As illustrated in Figure 1, we obtained 870,254 SNVs that could potentially affect our candidate miRNA–mRNA pairs after checking with dbMTS. Next, we identified 376 variants with at least one annotated phenotype (GWAS Catalog, GRASP, and/or ClinVar, Table S1). We identified 24 SNVs exclusively located in the 3′UTR of all available transcripts. These SNVs were predicted by TargetScan to cause either gain of miRNA regulation or substitution of existing miRNA regulation (Table S2). These candidate SNVs would be overlooked by most of the traditional in-silico functional prioritization tools, because these MTS SNVs are expected to show only moderate effect size to gene expression. This indicates the uniqueness of our approach in identifying cancer type-specific functional SNVs for further validation. These 24 candidate SNVs were in 23 different genes (Table 1), and all of these genes have 2 or more potential cancer associations according to our observed anti-correlated miRNA-gene pairs. We expect that genes involved in multiple cancer types (e.g., MAFB and SLC30A7) are especially useful in detecting common tumorigenesis pathways for various types of cancer under the influence of similar set of miRNAs. The candidate list of SVNs and genes could account for the cancer association as a result of the anti-correlation between the miRNA–mRNA pairs in the TCGA project, but further experimental and/or clinical validation is required to elucidate their contributions to tumorigenesis.

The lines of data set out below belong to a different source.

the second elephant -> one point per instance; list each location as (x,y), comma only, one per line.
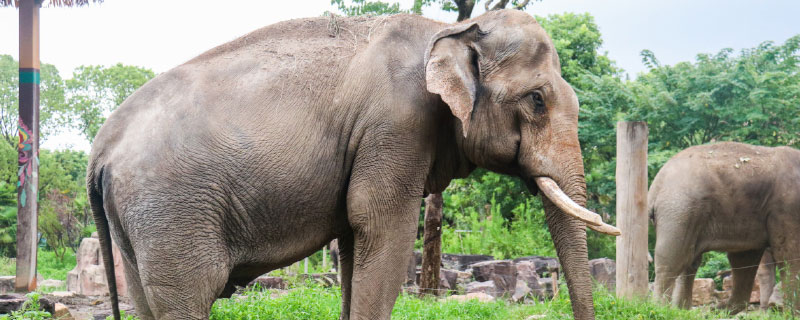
(729,197)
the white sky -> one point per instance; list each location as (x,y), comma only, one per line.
(163,34)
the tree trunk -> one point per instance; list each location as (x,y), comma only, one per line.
(432,245)
(632,209)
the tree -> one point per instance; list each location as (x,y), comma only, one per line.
(95,91)
(362,7)
(752,97)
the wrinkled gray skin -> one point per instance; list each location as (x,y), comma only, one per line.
(259,152)
(728,197)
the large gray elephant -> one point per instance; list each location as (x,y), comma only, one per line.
(729,197)
(257,153)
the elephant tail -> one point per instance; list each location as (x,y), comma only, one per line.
(95,192)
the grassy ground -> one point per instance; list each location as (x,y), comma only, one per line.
(310,301)
(313,302)
(48,265)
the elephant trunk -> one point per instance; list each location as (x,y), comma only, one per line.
(569,237)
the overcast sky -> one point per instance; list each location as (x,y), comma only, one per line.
(162,34)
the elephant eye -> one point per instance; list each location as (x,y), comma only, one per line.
(538,102)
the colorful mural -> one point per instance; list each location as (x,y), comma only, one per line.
(26,162)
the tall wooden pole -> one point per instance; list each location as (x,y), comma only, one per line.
(632,209)
(432,244)
(28,147)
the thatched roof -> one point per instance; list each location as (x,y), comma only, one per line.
(51,3)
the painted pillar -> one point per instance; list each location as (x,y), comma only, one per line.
(28,147)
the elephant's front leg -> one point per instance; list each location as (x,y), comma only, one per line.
(384,226)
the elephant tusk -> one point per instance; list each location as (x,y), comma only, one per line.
(562,201)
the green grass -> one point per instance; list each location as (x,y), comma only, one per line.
(48,265)
(314,302)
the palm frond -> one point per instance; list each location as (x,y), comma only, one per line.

3.2. Two Hundred and Thirty Three Somatic SNVs were Identified in Experimentally Identified miRNA Target Sites

Among the 870,254 SNVs retrieved from dbMTS, we found 233 somatic SNVs in SomamiR DB. Eleven of these SNVs located in MTS were identified by CLASH based experiments (Table 2). These SNVs may be responsible for our observed anti-correlated miRNA–mRNA pairs. For example, gene FLAD1 has been reported to be overexpressed in breast cancer [14], and let-7b dysregulation has been reported to be associated with breast cancer [15]. While no previous study has linked let-7b and FLAD1 together with breast cancer, our analysis shows the possibility of a novel mechanism of tumorigenesis for breast cancer. Additionally, a recent study has linked CDH1 and the miR-30 family with pancreatic cancer [16], which is observed in our study (Table 2). This evidence highlights the ability of our approach to identify informative tumorigenesis SNVs and genes. Additional SNVs located in MTS identified by CLIP-seq-based experiments are provided in Table S3.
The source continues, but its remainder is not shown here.